While the new report notes the big casino entertainment centre is a rarity, it’s hoped the centre will act as a catalyst that will generate additional investment and development activity in the Fallsview tourist area in the coming years.
The real estate market in Niagara Falls continued to be very strong in 2019 with the average price of a home soaring 9.15 per cent according to the new report.

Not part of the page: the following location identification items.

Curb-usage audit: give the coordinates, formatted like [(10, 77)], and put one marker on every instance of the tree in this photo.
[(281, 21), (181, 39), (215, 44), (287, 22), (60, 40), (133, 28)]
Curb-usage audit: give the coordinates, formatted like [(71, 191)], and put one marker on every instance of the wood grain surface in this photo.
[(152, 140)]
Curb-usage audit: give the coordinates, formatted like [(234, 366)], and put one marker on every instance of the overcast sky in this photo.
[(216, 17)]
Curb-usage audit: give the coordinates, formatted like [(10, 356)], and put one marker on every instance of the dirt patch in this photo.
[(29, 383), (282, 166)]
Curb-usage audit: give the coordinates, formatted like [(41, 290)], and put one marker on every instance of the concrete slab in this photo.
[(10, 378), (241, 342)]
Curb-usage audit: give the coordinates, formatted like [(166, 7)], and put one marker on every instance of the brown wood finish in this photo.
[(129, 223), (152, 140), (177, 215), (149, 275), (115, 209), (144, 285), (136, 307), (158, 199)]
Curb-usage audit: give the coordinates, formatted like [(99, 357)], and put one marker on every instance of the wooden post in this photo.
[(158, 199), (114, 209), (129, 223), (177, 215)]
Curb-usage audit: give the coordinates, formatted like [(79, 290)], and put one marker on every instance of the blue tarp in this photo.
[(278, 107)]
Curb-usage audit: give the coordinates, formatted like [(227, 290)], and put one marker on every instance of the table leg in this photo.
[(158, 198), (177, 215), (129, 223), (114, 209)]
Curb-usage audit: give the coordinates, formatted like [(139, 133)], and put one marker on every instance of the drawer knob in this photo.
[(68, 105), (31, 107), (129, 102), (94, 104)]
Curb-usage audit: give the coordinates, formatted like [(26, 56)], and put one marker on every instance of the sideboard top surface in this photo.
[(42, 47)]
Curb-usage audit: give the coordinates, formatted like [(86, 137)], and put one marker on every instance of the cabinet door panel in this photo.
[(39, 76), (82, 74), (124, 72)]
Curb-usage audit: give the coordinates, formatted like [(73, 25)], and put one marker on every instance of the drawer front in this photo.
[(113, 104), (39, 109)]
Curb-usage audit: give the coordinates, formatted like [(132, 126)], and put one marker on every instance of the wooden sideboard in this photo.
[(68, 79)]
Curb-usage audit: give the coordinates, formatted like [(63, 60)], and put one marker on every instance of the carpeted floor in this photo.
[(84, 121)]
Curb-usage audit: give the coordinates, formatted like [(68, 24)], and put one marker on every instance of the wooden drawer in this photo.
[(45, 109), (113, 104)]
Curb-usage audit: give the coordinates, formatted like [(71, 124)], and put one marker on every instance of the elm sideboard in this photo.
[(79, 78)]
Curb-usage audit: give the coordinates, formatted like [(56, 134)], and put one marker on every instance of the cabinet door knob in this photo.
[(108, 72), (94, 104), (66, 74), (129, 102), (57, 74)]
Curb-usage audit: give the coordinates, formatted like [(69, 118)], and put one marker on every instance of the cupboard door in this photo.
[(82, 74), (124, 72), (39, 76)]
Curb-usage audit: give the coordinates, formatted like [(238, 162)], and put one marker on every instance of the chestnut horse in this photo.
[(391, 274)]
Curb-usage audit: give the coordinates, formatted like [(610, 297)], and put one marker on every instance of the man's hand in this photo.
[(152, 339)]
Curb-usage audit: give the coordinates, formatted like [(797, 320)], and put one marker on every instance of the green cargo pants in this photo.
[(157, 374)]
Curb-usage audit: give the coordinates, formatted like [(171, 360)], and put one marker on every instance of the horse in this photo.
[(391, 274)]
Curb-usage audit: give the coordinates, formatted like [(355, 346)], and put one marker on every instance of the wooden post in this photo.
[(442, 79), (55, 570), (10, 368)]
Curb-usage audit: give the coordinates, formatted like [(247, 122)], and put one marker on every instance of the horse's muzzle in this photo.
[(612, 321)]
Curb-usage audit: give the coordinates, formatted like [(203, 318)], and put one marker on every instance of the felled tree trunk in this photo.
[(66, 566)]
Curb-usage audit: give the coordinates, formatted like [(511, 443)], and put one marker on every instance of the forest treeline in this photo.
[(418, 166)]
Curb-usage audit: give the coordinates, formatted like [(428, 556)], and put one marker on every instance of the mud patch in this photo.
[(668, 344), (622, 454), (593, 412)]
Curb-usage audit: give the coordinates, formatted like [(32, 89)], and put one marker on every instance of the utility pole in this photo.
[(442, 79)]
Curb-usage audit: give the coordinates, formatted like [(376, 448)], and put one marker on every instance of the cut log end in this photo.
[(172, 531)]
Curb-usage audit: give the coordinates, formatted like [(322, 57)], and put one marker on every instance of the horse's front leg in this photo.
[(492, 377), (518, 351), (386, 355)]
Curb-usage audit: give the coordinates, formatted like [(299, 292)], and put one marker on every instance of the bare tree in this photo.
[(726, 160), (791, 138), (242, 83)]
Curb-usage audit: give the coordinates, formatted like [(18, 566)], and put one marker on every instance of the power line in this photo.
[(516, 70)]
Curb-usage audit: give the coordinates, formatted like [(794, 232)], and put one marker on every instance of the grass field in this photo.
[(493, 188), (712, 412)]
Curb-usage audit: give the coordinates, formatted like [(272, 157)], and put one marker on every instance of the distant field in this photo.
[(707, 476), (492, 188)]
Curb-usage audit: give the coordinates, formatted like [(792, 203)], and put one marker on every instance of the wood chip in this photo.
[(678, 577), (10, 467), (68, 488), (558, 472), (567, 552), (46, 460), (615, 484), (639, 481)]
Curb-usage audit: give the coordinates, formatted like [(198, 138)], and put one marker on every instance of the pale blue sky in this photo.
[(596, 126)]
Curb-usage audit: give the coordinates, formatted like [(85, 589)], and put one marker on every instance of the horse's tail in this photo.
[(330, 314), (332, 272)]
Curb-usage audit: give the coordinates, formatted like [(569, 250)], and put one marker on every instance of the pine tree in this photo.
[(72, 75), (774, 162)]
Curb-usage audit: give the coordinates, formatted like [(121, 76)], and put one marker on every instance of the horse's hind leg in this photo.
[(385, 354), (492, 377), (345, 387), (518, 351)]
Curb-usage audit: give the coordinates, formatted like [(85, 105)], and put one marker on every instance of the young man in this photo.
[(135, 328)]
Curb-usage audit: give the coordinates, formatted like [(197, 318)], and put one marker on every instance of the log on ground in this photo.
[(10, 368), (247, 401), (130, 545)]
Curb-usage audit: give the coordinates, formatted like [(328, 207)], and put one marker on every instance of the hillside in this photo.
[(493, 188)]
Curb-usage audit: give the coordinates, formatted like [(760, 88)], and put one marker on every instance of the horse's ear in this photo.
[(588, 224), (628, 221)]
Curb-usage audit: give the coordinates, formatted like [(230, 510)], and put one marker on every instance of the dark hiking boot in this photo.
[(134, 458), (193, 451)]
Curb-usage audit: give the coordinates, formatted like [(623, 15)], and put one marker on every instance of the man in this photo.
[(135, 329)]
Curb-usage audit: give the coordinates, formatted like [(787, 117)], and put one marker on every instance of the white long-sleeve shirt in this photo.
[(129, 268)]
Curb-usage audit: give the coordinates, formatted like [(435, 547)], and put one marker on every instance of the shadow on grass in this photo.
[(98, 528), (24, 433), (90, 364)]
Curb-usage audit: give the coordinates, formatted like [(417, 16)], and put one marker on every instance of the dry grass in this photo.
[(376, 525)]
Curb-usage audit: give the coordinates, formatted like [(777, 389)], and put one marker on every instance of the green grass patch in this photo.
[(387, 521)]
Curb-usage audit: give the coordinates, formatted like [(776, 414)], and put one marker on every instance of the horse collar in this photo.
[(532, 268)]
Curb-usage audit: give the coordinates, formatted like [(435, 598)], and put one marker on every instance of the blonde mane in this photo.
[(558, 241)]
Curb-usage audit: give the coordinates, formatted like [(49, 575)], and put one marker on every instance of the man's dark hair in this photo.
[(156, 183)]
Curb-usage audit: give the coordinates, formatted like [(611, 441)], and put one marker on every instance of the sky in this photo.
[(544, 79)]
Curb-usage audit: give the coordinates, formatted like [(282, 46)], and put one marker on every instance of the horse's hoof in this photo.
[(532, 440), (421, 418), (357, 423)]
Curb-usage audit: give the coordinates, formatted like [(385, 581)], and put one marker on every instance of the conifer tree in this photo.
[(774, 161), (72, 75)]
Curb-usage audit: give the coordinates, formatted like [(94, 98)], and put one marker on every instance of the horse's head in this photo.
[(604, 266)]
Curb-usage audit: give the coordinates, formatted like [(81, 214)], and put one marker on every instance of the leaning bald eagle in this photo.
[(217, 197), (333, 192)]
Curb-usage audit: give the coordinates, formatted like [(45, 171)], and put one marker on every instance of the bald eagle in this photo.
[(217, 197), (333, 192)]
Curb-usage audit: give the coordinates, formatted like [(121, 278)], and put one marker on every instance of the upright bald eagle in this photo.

While the COVID-19 pandemic shut down most of Ontario for several months starting in March, new statistics from the Niagara Association of Realtors suggests 2020 will be another banner year for the home resale market in the region.
Association statistics show its home price index — which looks at the price of homes between the age of 51 and 99 with three bedrooms and two bathrooms — increased by 13.4 per cent in July and by 11.4 per cent in June compared to the same months a year earlier.
But if you’re a renter, the statistics are sobering.
Dick said the vacancy rate for apartments plummeted from 3.8 per cent in 2018 — a vacancy rate of three per cent is considered healthy — to a mere 0.7 per cent in 2019. “In 2010 the rental market was very tight in the city of Niagara Falls,” he told council.
Dick said despite the growth it’s seen, Niagara Falls has about a 5.2-year supply of immediately developable residential land already approved by the city, which exceeds the city and provincial target minimum of a three-year supply of immediately developable land.
A big part of so-called smart growth principles the province wants cities and towns to adhere to is intensification, building new homes within existing urban centres already serviced by services such as water and sewer pipes, decent roads and fire stations, rather than continuing urban sprawl.
Dick said the city has only met its intensification target in one year recently, in 2018. But he noted intensification is expected to increase in the city to avoid the “unsustainable costs” of urban sprawl.
“This will make the city more healthy, livable and sustainable for residents,” he said.

STORY BEHIND THE STORY:
Niagara This Week used new data from the City of Niagara Falls to look at the value of new developments and the state of building activity in 2019.